Eine oft zitierte Studie zur Digitalisierung der Arbeitswelt kann Arbeitnehmer leicht in düstere Stimmung versetzen: Jeder zweite Beschäftigte, schätzten die Ökonomen Carl Benedikt Frey und Michael A. Osborne von der Universität Oxford am Beispiel der Vereinigten Staaten, arbeite in einem Beruf, der in den kommenden zwei Jahrzehnten automatisiert werden könnte. Und ohne Zweifel bahnen sich mit den wachsenden Möglichkeiten computergestützter Dienstleistungen auch Umbrüche zum Beispiel im Bankgewerbe an.
Trotzdem blicken offenbar die Beschäftigten des deutschen Bankgewerbes mindestens in dieser Hinsicht vergleichsweise zuversichtlich in die Zukunft. Sie sehen in ihrem Arbeitsumfeld zwar Risiken, zugleich aber auch erhebliche Chancen. Das zeigt eine aktuelle Repräsentativerhebung im Auftrag des Arbeitgeberverbands des privaten Bankgewerbes, für die das Sozialforschungsinstitut TNS-Emnid 800 Beschäftigte der Branche detailliert befragt hat. Die Ergebnisse liegen dieser Zeitung vorab vor. Die Umfrage zeigt, dass die Beschäftigten mehrheitlich auf weitere Veränderungen eingestellt sind, auch schon im Laufe der kommenden zwei Jahre. 44 Prozent gehen davon aus, dass die Digitalisierung in dieser Zeit starke Auswirkungen auf ihr Unternehmen oder ihr persönliches Arbeitsumfeld haben wird. Nur 13 Prozent erwarten keine oder allenfalls geringe Auswirkungen.

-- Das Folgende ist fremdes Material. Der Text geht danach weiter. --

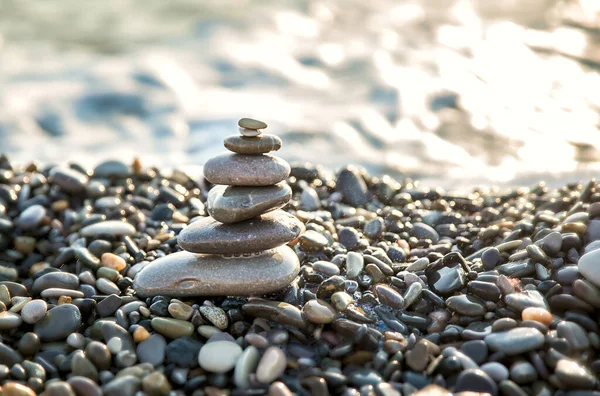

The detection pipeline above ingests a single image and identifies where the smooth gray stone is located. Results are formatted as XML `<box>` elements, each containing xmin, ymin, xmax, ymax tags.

Die vermuteten Veränderungen betreffen dabei auch die Sicherheit der Arbeitsplätze - allerdings mit ganz unterschiedlichen Erwartungen: Auf der einen Seite befürchten 31 Prozent der Bank-Beschäftigten, dass ihre Arbeitsplätze unsicherer werden. Auf der anderen Seite rechnen aber 26 Prozent damit, dass ihre Arbeitsplätze sogar eher sicherer werden. Gleichzeitig überwiegen im Hinblick auf etliche andere mögliche Veränderungen recht deutlich die positiven Einschätzungen.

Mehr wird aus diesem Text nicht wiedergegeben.